It is rare for a debut author to be compared to literary greats like Ernest Hemingway and have their first novel likened to classics such as All Quiet On The Western Front, but Kevin Powers has some rare subject matter, and some rare experience.

In 1998, the Virginia-born Powers enlisted in the National Guard at the age of 17; five years later he re-enlisted, and the following year he was sent to Iraq as part of the US army's Explosive Ordinance Disposal unit. What he saw and lived through didn't, he maintains, make it directly onto the pages of The Yellow Birds ("The story isn't real," he said in one interview. "It isn't anything I experienced.") but inevitably, a great deal of detail has.

It has made him a finalist for the US's National Book Award and seen him shortlisted for the Guardian First Book Award, too. Excitement about him built from the moment his book went up for auction, and starred reviews have attended it since it first appeared. He's happy but cautious when I congratulate him on his success – he wrote for years when he was younger and tried to write a novel in high school, he admits, a little embarrassed, and this book's first draft didn't survive. It needed to be pared back, with a change of focus, before he felt it was ready.

Not so many writers go through what he did, however. It was a combination of the practical and the idealistic that made him enlist that second time. "My father and both my grandfathers served in the army," he explains. "Nobody even suggested I do it, but I felt an obligation to that tradition, and also college is very expensive in the US and I wanted to go there. The army would pay for it. I suppose I thought about the reality of war as much as I was capable of it at the time, but there was a degree of naivety."

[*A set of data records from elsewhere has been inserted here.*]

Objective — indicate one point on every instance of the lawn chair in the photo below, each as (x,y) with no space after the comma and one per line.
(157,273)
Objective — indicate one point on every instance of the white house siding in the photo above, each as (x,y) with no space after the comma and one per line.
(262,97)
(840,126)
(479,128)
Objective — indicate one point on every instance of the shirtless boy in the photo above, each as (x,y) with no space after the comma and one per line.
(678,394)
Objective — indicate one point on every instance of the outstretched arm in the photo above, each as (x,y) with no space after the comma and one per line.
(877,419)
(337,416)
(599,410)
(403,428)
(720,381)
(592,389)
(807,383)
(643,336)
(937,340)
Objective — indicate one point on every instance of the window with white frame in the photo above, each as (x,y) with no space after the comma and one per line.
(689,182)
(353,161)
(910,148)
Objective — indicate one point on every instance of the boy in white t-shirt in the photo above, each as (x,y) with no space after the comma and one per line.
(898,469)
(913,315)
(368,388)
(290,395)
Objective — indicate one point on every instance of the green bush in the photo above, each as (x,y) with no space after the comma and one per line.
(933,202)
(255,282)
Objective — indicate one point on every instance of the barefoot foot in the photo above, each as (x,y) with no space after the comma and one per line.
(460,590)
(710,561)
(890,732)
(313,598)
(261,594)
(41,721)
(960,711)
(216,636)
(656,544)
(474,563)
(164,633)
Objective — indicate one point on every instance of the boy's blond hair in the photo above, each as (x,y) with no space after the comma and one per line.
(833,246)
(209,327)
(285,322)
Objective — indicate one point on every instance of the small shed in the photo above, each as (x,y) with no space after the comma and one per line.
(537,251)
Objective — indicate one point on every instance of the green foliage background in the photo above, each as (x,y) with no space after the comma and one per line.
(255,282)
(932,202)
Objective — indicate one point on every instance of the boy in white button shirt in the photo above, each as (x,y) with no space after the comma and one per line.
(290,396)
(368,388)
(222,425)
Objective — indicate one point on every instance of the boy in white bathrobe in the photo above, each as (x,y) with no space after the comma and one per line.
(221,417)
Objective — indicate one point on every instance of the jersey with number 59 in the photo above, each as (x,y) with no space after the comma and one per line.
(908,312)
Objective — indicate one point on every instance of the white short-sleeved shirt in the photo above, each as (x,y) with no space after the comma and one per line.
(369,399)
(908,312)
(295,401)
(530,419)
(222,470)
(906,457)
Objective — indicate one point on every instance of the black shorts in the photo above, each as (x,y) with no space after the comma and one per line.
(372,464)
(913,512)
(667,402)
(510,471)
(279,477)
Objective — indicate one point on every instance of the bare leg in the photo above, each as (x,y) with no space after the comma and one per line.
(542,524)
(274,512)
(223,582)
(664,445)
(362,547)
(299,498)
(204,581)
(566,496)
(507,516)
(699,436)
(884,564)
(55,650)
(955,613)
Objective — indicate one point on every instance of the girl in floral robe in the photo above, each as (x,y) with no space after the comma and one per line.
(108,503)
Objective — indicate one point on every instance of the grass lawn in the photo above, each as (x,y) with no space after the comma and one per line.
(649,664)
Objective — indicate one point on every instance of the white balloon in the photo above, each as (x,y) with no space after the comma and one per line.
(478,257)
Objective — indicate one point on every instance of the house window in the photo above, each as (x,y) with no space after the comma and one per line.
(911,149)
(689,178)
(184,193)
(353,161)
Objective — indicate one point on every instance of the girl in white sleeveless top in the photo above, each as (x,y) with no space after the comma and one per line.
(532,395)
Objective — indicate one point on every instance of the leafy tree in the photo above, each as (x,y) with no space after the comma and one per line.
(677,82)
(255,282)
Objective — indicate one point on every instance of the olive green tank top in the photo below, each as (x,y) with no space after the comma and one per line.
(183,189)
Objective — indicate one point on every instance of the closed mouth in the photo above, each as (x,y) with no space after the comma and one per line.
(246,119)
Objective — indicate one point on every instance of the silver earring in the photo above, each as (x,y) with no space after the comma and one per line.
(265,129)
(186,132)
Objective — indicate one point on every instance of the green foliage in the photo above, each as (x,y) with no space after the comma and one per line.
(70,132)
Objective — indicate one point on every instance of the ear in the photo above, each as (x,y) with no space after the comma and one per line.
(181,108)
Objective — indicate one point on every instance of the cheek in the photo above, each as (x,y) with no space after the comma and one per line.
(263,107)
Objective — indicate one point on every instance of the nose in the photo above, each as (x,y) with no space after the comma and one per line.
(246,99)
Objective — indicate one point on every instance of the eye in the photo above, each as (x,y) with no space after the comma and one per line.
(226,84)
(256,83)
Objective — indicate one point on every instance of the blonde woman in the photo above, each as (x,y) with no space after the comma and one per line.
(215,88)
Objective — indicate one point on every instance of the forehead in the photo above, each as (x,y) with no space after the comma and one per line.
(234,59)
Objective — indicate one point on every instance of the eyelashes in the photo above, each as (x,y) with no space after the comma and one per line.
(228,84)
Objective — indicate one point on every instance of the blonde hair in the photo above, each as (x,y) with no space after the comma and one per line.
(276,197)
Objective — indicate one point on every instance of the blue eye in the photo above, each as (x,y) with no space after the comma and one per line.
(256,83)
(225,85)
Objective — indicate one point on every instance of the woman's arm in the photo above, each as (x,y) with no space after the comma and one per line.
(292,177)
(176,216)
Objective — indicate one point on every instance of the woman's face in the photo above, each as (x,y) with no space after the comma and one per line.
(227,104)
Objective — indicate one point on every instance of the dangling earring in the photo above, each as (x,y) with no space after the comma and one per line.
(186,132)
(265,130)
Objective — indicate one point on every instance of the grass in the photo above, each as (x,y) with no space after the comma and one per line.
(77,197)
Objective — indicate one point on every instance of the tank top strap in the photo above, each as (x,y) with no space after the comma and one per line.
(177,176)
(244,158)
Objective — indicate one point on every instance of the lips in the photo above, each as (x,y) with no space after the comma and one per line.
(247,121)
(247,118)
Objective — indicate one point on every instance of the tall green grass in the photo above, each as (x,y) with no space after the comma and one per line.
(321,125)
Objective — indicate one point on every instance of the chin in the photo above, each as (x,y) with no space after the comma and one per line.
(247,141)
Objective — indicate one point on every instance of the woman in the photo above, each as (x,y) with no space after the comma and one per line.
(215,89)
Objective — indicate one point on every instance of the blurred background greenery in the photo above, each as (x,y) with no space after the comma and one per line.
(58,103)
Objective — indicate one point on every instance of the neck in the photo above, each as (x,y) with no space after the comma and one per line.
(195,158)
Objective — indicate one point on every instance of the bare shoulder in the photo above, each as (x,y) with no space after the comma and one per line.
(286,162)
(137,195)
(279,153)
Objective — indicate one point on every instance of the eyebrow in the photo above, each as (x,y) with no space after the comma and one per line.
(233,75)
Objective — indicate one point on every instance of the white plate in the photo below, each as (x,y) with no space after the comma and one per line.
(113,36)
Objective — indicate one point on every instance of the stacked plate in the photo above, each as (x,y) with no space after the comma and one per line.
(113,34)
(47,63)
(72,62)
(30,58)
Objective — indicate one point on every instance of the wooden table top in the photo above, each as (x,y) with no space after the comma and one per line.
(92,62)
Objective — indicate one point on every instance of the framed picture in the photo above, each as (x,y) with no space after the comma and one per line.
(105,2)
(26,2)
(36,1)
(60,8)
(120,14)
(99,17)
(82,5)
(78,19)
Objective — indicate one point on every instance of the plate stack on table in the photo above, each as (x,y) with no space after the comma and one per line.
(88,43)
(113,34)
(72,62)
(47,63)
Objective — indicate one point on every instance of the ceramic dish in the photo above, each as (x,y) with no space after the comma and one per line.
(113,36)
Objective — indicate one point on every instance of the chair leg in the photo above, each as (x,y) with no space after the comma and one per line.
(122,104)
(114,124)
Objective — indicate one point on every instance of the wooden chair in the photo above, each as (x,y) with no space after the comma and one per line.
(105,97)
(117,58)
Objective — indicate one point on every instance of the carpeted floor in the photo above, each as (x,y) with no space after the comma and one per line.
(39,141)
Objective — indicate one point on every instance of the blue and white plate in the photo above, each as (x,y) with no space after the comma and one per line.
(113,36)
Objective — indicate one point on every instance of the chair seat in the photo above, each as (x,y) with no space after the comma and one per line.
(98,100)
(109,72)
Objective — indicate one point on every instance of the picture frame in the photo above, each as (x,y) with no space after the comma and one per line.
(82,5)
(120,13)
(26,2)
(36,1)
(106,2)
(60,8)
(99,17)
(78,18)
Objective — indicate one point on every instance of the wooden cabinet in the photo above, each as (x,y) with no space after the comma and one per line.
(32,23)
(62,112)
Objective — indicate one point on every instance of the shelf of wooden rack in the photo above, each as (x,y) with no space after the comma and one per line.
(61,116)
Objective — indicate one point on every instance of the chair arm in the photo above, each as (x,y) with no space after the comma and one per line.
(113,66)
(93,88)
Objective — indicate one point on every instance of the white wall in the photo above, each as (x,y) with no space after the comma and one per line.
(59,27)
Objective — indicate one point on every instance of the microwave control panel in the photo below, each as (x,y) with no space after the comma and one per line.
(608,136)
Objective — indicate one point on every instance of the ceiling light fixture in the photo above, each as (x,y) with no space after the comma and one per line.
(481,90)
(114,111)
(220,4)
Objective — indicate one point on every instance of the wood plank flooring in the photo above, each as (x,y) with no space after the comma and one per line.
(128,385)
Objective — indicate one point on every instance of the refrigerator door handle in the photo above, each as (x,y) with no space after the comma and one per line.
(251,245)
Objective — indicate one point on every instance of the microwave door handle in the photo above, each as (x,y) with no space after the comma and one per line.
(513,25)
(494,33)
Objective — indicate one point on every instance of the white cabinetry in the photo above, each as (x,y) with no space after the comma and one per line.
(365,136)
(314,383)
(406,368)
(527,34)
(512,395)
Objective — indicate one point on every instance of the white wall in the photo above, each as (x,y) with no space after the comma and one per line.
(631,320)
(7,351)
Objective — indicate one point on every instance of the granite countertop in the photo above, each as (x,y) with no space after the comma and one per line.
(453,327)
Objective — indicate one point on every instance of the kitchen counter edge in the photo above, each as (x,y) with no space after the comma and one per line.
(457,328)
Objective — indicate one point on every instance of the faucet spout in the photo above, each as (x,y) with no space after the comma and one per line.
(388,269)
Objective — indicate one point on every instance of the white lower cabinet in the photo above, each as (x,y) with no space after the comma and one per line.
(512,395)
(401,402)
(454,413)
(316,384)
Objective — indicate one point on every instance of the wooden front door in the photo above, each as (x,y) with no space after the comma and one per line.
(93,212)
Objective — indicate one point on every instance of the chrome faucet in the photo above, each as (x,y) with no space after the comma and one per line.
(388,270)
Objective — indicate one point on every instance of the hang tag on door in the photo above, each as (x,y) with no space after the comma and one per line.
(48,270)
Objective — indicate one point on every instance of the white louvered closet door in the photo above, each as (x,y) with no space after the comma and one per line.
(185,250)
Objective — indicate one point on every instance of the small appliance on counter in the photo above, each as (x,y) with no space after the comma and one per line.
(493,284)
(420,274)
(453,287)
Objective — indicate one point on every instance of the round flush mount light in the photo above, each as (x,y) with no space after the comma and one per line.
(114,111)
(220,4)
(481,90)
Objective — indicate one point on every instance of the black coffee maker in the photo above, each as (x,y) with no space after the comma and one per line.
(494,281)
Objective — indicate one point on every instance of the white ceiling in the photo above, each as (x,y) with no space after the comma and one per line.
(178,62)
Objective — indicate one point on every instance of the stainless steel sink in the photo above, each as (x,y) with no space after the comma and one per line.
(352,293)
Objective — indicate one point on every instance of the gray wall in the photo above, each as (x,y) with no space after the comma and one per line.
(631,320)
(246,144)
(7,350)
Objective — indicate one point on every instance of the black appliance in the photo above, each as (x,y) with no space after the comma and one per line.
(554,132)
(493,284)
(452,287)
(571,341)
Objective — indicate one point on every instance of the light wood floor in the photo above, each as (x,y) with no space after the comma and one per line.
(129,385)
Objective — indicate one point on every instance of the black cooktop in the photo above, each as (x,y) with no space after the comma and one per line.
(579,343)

The Yellow Birds tells the story of John, an American private in Iraq, and what happens to his close friend, Murph. It follows the unexpected raids, the effect of war on his superiors, the "body bombs", where a dead man's insides have been removed and filled with explosives to trap the soldiers. But it also follows John's experiences when his tour of duty is over and he has to come home. How hard was the experience of writing about his war, once Powers himself had come home?

"I guess for me it was cathartic - I felt I had to get to one level of acceptance of my experience, get enough distance to think about it with clarity, to be able to write about it. I had to deal with my own personal issues before I could write anything. There were definitely days that were challenging personally."

When he first came home he was constantly asked what it was like in Iraq and says he didn't know how to reply. Writing the novel was a way to do that, although he didn't want to write a memoir. "I needed the freedom imagination provides – but also to imagine myself into the lives of others."

There is a surprisingly strong imaginative element to his novel – when John leaves Iraq and is waiting in Germany for a flight home, he visits first a church, then a brothel. The sacred and the profane have long been linked together, but here they play a joint part in a man's recovery from violence and what Powers calls "the extremes of human experience".

They're testament to the artistry in his novel – his aim was to present the army experience as realistically as possible, as well as the country he was in, but he also wanted to question what happens to an individual when they experience war. I ask about Hemingway, and Powers says he's not sure he recognises that author's presence in his own work, but does admit to the influence of poets like Dylan Thomas and novelist Thomas Wolfe. Stephen Wright's Vietnam novel, Meditations In Green "opened things up for me.

I didn't model my book on it but it made me feel I didn't have to worry about fitting into anyone's conception of what a war book can be about".

Novelist Glenn Patterson once said that fellow creative writing students were envious of him coming from Northern Ireland as they felt, thanks to the Troubles, that he had something real to write about.

"So my friends had to die so I had a good subject for a book?" he asked. I suspect Powers would feel the same way about his own route to literary success. Pain and suffering are still pain and suffering, no matter what literary gold we can spin them into.